Posted by: stevenfrisch | 17 June 2013 at 08:17 AM
Frisch, you are projecting again, and no one was ever claiming you didn't have 1st amendment rights, only that since you were lobbying, it should have been reported but not to worry... the IRS really has been looking the other way when it comes to politically correct 501(c) groups.
You have dodged the question that was in there: did you really spend less than two hours a week of your working time (5% being one measure of "substantial" in case law) lobbying against 23?
It appears to be coming close to the time when you do your Cartmanesque "screw you guys, I'm going home", so do me the favor of answering the question before heading back out.
Posted by: Gregory | 17 June 2013 at 08:56 AM
For the record, I have supported Steve Frisch's political speech. What I protest is his desire to speak as a 'private citizen' while attempting to hide his leadership of and material rewards from SBC, the political advocacy group for which he works.
And Steve, now that you've again established your high dudgeon and called everyone else a new slew of names, why don't you either calm down or go away?
Posted by: George Rebane | 17 June 2013 at 08:59 AM
George, it's simple. He has an unlimited 1st amendment right, like everyone else, but it appears when he's lobbying he doesn't do so as our local 6 figure salary 501(c)(3) CEO, so it doesn't count against his company's limited (less than 5%) right to lobby and to still keep its tax favored status.
Most CEO's don't get to pretend not to be a CEO when making public pronouncements relating to their company's business, so it's obvious... Steve is special.
Posted by: Gregory | 17 June 2013 at 09:56 AM
I side with Steve on this one. Does George give us his past contract numbers from the government every time he makes a comment on defense? I don't care what Steve does with SBC on RR. What I would like to do is eliminate SBC from participating, at least financially, in our democratic republic. I have no problem with showing up to the reps office with a presentation ready to go with lobbying. The problem lies with huge campaign fundraisers (bundlers), $20-$100k junkets, family employment, and lobbying groups writing legislation for our legislators who owe them a favor for the $200k fundraiser.

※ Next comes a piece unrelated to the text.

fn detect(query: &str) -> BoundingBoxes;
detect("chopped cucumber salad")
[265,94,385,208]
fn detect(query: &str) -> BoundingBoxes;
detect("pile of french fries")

Basically we the tax payer give the energy industry billions to lobby our government for special favors annually. It is insane the way our system is set up to work at the moment.
Posted by: Ben Emery | 17 June 2013 at 07:49 PM
Basically we the taxpayer....well, we taxpayers are a slight majority in the USA now (53%-47%), destined to be a minority over a few years. Let all the non taxpayers make the rules and see what happens. In fact, legalize all the grammar school dropouts with no skills and have them help write the rules. The silver spoon taxpayers can pay for the ride. A true democracy.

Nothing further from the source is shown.